'Chart of Accounts' Definition:
A chart of accounts is an accounting tool that contains a list of all accounts used by a business. Different companies use different account titles. The specific accounts used by a company is detailed in its chart of accounts.
Purpose of the Chart of Accounts
A chart of accounts contains all the accounts used by a business. It is a useful tool to the accountant or bookkeeper in knowing what account titles to use in recording transactions. Account titles used by companies vary and may depend upon the industry of the business, the type of ownership, preferences, and other factors. The use of a consistent set of accounts is needed for an effective and efficient accounting system.
The accounts in the chart of accounts are grouped and each is given a code or account number. The account number serves as a unique identifier or an "ID" for each account.
A systematic coding or numbering system is often used. For example: asset accounts start from account #001 to 199, liability accounts start from 200 to 299, capital accounts use 300 to 399, revenue accounts from 400 to 499, and expense accounts from 500 to 599.
Large businesses also use account numbers or codes that contain vital information. For example, 501S may be assigned for salary expenses incurred by the selling department, and 501A for salary expenses of the administrative office.
There no standard chart of accounts.

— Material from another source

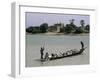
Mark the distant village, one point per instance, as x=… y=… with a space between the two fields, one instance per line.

The coding system and the contents of the chart of accounts largely depend upon the need and preferences of the business using it.
Chart of Accounts Example
Here is a simple chart of accounts of a small business.
|1021||Allowance for Bad Debts|
|1510||Furniture and Fixtures|
|1511||Accumulated Depreciation - Furniture and Fixtures|
|1521||Accumulated Depreciation - Service Equipment|
|Capital and Drawings|
|3010||Mr. Smith, Capital|
|3020||Mr. Smith, Drawings|
|5050||Bad Debts Expense|
The chart of accounts may be changed over time to suit the needs of the business. New accounts may be added as the need arises and old accounts may be updated. However, care should be observed so as not to mess up the previous books and records, especially when the chart of accounts are linked to them in a computerized accounting environment.